In the aftermath of the devastating earthquakes in Turkey, a team of researchers led by Yuval Reuveni from the department of physics at Ariel University has published a paper about a promising new way to predict tremblors 48 ahead of time.
Their revolutionary approach utilizes a form of machine learning called support vector machine (SVM) with GPS ionospheric total electron content (TEC) estimations.
The team has been studying the relationship between TEC in the ionosphere and geodynamic activity for several years.
SVM is a machine-learning set of algorithms that can be used to predict the occurrence of a particular event by analyzing a set of data and identifying patterns and relationships.
Using SVM algorithms to analyze TEC data from the US Geological Survey provides the most rapid and accurate information regarding the location, size and depth of all recorded earthquake events worldwide.
Comparing results to seismic activity recorded during the same period, the Israeli scientists found that the SVM algorithm accurately predicted seismic activity with a success rate of up to 83% — with 85.7% accuracy for true negative predictions and 80% accuracy for true positive predictions within 48 hours.

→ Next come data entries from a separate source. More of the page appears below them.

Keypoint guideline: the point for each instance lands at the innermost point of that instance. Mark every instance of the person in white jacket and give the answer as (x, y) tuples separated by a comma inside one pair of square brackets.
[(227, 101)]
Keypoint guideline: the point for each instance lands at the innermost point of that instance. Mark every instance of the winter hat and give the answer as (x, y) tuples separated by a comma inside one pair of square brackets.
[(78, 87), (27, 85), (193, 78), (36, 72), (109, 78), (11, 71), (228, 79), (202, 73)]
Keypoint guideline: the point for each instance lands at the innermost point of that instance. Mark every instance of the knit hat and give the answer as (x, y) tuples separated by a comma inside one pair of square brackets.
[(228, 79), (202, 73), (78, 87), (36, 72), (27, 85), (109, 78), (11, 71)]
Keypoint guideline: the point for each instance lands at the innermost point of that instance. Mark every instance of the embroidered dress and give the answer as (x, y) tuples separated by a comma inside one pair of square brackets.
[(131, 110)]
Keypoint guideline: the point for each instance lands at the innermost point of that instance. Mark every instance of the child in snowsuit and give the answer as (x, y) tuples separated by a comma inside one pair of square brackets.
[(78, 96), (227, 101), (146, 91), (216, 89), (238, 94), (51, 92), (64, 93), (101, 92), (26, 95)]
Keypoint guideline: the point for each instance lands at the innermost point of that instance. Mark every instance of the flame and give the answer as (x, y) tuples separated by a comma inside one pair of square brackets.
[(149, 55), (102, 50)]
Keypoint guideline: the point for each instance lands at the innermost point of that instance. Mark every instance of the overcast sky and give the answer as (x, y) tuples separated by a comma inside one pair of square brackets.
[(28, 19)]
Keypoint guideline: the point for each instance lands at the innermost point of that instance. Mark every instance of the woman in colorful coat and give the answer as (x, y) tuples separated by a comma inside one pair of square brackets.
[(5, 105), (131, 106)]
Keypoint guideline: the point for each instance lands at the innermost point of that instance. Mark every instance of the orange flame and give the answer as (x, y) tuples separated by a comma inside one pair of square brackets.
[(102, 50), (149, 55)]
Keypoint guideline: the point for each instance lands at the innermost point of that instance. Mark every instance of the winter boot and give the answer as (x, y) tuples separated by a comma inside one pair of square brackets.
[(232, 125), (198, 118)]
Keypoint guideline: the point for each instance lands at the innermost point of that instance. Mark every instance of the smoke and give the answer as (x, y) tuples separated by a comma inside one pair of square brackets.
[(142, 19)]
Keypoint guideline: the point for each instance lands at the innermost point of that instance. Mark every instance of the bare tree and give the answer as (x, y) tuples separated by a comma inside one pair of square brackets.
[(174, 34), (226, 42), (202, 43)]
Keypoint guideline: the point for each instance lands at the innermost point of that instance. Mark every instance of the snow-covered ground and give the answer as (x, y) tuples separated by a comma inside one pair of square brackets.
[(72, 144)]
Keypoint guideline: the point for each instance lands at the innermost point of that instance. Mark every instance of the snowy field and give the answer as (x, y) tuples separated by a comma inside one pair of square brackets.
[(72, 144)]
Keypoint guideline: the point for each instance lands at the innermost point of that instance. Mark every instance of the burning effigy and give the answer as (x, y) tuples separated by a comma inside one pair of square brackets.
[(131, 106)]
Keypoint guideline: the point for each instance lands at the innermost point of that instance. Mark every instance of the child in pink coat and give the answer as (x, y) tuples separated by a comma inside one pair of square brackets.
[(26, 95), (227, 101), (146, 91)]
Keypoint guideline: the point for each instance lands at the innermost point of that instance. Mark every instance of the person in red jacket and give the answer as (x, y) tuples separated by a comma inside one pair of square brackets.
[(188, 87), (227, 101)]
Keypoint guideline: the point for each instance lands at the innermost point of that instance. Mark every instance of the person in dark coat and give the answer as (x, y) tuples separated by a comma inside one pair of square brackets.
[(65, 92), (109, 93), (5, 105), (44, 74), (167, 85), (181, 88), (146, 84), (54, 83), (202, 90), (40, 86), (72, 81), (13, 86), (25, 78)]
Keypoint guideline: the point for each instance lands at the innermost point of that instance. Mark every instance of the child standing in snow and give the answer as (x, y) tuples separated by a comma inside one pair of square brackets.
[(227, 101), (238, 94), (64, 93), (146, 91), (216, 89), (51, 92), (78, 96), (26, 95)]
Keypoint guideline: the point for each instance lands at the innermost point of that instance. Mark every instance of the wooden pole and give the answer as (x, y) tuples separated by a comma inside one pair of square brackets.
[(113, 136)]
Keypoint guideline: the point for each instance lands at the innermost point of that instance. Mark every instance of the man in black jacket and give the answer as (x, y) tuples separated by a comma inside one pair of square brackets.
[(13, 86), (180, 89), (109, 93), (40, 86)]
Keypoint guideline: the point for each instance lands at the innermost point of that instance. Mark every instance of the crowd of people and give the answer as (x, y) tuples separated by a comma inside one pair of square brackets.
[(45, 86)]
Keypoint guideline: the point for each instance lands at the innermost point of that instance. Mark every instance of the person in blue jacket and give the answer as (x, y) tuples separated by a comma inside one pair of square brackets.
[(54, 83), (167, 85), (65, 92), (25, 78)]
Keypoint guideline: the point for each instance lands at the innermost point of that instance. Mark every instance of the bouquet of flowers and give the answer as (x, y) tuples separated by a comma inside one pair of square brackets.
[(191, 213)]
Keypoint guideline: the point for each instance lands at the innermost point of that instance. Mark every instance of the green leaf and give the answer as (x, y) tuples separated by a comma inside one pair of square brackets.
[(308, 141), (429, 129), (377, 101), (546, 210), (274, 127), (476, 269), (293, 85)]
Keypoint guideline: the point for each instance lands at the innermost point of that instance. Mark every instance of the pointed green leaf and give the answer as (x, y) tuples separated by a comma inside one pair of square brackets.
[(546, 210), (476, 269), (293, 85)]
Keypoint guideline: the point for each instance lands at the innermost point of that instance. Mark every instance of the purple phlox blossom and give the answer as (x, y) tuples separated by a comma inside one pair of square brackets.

“Our research shows that there is a clear correlation between ionospheric TEC values and geodynamic activity,” said Reuveni.
“By utilizing an machine learning approach, we were able to accurately predict earthquake events with a certain degree of success. While this is not yet a foolproof method of predicting earthquakes, it is a promising step forward in our efforts to better understand and anticipate seismic activity.”
The findings of the study, published in the peer-reviewed Remote Sensing scientific journal, could have significant implications for earthquake prediction and early warning systems, said Reuveni.
“The use of GPS receivers to estimate TEC data is a noninvasive and cost-effective method that could be used to monitor geodynamic activity in real time. This could potentially provide valuable time for people to prepare for an earthquake and could also help reduce the damage caused by seismic events,” he said.